伊勢路4〜誰も行かない道をゆくのではなく、誰もいない道をゆくのであった

今日は待ちに待った瀧原宮を通る日だった。瀧原宮さまへは何度かお参りに行っているけど歩いて伺うのはもちろん初めてのこと。いつもと違うアプローチで向うお宮、近づくと空気が一気にひやっと変わったのを感じた。

山間の国道では道路工事をしているところが多い。交通整理員の方に挨拶をするもの一日の数少ない会話の一つ。そんな中、女性の交通整理員の方に「ご苦労様です」と挨拶をしたとき、彼女がとても丁寧に「道中、お気をつけて」と声をかけてくれた。その言葉を聞いたとき、肩からお尻にかけてまるでおんぶされるような何かにふわっと持ち上げられるような感覚が走った。ここにも女神がいた。
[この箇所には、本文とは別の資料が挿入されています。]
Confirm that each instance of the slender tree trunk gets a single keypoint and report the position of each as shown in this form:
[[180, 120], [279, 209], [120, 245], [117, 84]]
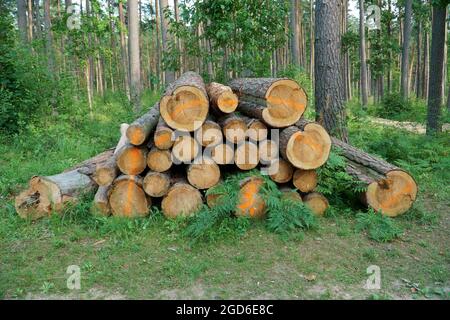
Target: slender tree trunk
[[407, 26], [135, 68], [362, 54], [329, 94], [436, 69]]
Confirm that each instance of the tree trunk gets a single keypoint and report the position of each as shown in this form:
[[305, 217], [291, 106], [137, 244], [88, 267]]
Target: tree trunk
[[277, 102], [436, 69], [135, 66], [407, 27], [329, 94]]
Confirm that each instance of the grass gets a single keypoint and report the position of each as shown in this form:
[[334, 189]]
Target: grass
[[152, 258]]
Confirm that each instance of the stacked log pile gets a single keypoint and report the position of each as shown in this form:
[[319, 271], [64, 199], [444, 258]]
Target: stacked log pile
[[182, 146]]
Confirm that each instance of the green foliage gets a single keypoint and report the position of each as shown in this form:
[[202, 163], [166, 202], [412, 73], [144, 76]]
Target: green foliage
[[379, 228]]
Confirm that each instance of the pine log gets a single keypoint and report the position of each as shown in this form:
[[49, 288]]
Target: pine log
[[132, 160], [185, 149], [316, 202], [209, 134], [246, 156], [280, 171], [159, 160], [221, 98], [389, 188], [156, 184], [100, 205], [203, 174], [182, 199], [127, 199], [268, 151], [278, 102], [250, 203], [163, 137], [306, 145], [185, 104], [222, 154], [305, 180], [234, 128], [139, 131], [48, 193], [106, 172]]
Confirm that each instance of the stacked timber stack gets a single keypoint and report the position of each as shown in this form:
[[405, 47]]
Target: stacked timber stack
[[182, 146]]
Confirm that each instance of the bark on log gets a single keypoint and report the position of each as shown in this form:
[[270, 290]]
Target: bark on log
[[305, 180], [139, 131], [250, 203], [316, 202], [127, 199], [156, 184], [48, 193], [221, 98], [159, 160], [278, 102], [181, 200], [389, 188], [106, 172], [234, 128], [132, 160], [306, 145], [185, 104], [162, 138]]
常日頃、わたしは「誰も行かない道を行きたい」と言っていた。その道は人生という道のことだけど、今は毎日毎日、紙の地図を頼りに実際の道をひたすら歩いている。人っ子一人いない道、でもこの道は「誰も行かない」道ではなく「(今は)誰もいない」道なのだといくことに気がつく。誰も行かない道を行くのも勇気がいるけれど、誰もいない道を行くのも同じくらい勇気がいるのだ。

勇気を出して誰もいない道を行けは、そこには確かに誰かがいた痕跡があり、次に通る見ず知らずの誰かのために先人が残してくれた何かを感じることができる。今、この瞬間に立ち上がる幾層もの時間と空間の連続の共有。それが巡礼路を歩くということなのだろう。